5.2.11

Making the ordinary, extraordinary: (Site brief)

The brief we where given was to take the everyday object, analyze and research it in depth, then create an outcome that looks at five aspects of the object. The everyday object I used was our kitchen bin as it (in a weird way) has a lot of character.

The research I undertook and considered was…

-Other works that made the ordinary- extraordinary such as Marcel Duchamp’s readymade toilet, Tracey Emins ‘Everyone I have Slept With 63-95’ camping tent, Carl Andre Equivalent VIII 1966 and Piero Manzoni- “Merda d’artista” (artists shit).

-What is a bin?

-Measurements, dimensions and location of my site

-Materials and how it works or other ways it could work

-Hygiene, touch, smells and sounds

-Human interaction; how much each individual uses it and what goes in, how the bin feels when we individually go near the bin, how healthy is our bin?

-How the meaning of the bin could be changed: if it had different owners, if it was put somewhere else, could it be used as something else (not a bin)- is it only a rubbish bin because we are told that is what it is, when is rubbish considered rubbish

-The fear and laziness of each housemate and how we do not like to change the bin until it is really necessary.

With this in depth research, I decided communicate the laziness of changing the bin, how unhygienic it is including sounds and smells, what each housemate puts into the bin and how it differentiates between us. In a general conversation with Pete (one of my six housemates) he said “Our kitchen bin is like a game; everyone balances the rubbish on top of the pile, the person who tips it, changes the bin”. Based on this quote, I decided to communicate my aspects through a playful flash game in the style of a common time waster game, very student like.

(Story boards for the narrative of the game which came with a Disc full of sound examples and quotes that would be used)
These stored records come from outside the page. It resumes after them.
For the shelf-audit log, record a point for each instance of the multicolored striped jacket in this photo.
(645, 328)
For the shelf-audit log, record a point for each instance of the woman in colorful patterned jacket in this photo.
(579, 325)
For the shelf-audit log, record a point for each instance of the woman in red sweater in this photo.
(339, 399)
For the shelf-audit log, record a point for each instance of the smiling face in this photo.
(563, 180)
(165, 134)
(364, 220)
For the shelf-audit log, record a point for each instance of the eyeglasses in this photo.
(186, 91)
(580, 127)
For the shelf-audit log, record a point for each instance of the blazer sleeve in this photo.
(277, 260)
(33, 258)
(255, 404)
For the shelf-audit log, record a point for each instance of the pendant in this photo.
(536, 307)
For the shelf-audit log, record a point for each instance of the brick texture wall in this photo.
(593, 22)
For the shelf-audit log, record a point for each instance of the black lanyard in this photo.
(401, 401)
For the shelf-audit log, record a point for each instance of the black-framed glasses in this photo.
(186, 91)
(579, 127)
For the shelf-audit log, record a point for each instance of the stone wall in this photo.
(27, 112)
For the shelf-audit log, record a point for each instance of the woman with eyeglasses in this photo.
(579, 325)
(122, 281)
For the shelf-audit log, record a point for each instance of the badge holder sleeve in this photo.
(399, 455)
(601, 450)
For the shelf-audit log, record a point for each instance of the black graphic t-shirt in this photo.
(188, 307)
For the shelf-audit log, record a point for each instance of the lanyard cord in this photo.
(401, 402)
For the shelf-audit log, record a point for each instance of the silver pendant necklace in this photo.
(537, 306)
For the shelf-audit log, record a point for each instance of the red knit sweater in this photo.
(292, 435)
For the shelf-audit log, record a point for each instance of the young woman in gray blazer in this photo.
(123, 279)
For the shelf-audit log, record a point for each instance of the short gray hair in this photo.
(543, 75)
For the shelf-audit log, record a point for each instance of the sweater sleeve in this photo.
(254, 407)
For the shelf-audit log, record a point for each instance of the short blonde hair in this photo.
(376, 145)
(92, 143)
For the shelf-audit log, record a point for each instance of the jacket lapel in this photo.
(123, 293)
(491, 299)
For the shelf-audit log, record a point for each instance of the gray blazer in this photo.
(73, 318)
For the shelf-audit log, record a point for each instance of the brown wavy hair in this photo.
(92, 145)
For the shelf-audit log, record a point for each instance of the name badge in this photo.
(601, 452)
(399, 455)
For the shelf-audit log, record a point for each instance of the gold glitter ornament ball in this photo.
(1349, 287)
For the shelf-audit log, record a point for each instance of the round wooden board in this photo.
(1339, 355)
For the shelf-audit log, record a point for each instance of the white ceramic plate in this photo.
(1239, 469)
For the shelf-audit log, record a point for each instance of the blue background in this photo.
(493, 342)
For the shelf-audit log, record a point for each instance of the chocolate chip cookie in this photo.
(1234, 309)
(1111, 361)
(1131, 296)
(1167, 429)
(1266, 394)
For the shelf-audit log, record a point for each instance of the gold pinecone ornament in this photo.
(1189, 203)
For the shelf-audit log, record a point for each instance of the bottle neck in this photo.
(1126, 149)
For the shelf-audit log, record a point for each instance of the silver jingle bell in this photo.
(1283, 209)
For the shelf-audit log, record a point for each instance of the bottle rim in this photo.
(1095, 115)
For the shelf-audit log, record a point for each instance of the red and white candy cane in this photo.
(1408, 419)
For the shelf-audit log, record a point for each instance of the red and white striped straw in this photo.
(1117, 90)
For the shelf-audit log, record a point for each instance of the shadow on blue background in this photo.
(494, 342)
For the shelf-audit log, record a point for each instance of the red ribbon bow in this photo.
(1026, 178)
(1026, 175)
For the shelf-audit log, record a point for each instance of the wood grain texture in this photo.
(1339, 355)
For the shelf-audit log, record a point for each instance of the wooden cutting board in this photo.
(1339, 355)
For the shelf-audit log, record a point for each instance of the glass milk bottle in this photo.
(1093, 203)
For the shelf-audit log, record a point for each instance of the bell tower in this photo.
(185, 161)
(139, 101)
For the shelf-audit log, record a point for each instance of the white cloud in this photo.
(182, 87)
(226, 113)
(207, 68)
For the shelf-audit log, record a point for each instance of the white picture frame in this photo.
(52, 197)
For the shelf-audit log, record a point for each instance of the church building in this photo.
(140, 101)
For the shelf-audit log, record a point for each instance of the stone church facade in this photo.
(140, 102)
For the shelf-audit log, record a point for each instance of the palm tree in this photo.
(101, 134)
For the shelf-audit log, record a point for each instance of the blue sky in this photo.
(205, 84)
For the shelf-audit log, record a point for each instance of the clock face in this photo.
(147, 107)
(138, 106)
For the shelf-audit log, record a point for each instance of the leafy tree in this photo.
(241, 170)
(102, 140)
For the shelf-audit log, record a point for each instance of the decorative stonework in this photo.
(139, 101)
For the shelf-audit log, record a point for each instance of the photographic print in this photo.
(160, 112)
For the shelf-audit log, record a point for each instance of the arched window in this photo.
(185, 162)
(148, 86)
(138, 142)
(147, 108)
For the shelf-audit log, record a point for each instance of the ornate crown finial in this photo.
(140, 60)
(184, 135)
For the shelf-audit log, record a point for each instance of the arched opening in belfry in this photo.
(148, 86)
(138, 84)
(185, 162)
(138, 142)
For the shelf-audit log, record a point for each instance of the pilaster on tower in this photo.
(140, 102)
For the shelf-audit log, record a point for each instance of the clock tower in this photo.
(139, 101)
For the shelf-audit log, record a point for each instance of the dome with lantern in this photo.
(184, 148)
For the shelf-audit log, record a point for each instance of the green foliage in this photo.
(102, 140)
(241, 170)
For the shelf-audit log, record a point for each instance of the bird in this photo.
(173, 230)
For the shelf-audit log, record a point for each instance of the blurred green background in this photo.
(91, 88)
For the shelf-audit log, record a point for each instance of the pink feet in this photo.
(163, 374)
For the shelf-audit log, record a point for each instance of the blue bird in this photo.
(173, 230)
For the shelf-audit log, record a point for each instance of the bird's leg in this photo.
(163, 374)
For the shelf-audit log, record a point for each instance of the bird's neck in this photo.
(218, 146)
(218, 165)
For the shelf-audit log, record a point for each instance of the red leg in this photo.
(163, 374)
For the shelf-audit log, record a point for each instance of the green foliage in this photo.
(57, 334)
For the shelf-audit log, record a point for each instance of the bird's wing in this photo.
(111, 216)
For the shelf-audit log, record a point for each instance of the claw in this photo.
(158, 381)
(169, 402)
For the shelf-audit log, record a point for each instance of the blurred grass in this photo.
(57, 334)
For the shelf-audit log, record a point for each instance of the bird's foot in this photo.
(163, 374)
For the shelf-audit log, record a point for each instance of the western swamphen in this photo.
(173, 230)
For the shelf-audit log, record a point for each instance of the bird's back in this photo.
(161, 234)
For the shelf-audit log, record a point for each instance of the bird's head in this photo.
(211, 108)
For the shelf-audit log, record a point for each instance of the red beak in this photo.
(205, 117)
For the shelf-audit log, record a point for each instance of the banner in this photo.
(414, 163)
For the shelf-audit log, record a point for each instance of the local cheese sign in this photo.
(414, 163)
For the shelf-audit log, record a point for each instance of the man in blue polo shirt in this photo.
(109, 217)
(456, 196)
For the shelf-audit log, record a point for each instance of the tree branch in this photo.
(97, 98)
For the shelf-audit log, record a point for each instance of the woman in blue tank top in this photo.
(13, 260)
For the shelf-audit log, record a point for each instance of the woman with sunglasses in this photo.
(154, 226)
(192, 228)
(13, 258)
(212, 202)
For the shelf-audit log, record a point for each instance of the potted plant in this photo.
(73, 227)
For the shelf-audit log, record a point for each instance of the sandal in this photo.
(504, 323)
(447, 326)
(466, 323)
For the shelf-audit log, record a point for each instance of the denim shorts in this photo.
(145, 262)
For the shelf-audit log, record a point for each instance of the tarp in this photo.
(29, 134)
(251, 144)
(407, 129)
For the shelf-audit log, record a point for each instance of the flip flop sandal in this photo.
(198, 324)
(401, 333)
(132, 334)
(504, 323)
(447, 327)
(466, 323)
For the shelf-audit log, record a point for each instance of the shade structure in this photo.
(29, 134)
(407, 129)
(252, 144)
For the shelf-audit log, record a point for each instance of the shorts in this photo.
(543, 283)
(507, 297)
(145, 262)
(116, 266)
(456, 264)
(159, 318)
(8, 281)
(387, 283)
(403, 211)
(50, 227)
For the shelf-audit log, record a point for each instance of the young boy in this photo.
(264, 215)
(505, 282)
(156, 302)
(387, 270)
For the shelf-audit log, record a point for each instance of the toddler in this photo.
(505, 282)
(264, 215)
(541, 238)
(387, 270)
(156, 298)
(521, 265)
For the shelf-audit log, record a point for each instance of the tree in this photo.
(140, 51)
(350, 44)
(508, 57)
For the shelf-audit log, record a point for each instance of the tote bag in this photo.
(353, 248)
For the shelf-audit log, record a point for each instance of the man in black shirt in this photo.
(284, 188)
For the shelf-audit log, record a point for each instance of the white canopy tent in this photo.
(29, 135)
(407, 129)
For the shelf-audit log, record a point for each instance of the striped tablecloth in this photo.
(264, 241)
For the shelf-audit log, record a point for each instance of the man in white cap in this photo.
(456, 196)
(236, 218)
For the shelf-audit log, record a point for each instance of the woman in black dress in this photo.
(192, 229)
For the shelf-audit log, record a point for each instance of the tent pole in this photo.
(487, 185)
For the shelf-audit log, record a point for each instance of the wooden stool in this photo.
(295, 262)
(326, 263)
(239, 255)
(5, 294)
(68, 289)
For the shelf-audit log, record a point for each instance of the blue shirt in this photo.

The general idea is to pile up the rubbish whilst balancing it:

Each piece of rubbish is colour coded and has a scoring value (depending on each housemates eating habit; the healthier they are, the easier to balance their rubbish therefore a lower score. An unhealthy persons rubbish will be heavier and harder to balance, therefore giving it a higher scoring.) To begin lower scoring objects are dropped in order to let the player get used to the game.

The better you get at the game, the heavier the objects you need to drop; therefore the harder it is to balance the bin. As the pile gets higher and the bin is balanced, the levels increase. When a level has been increased, a housemate says a quote (as there are six house mates, there are six quotes therefore six levels). For obvious reasons, each level increases its difficulty (heavier objects are more often being dropped making the rubbish pile much harder to balance).

When the pile collapses as the pile is too unbalanced or not enough objects have landed onto the pile, a voice over of James Cox shouts ‘UNLUCKY’ (This is usually said in our house when someone gets the ‘short straw.’)

The scoreboard will then appear to enable you to enter your details. The score will put you in sequential order in both ‘My Scores’ and if you have a high enough score, in ‘Top Scores’.

This brief was particularly useful to us as it helped us develop a new way of researching and encouraging us to looks beyond the obvious.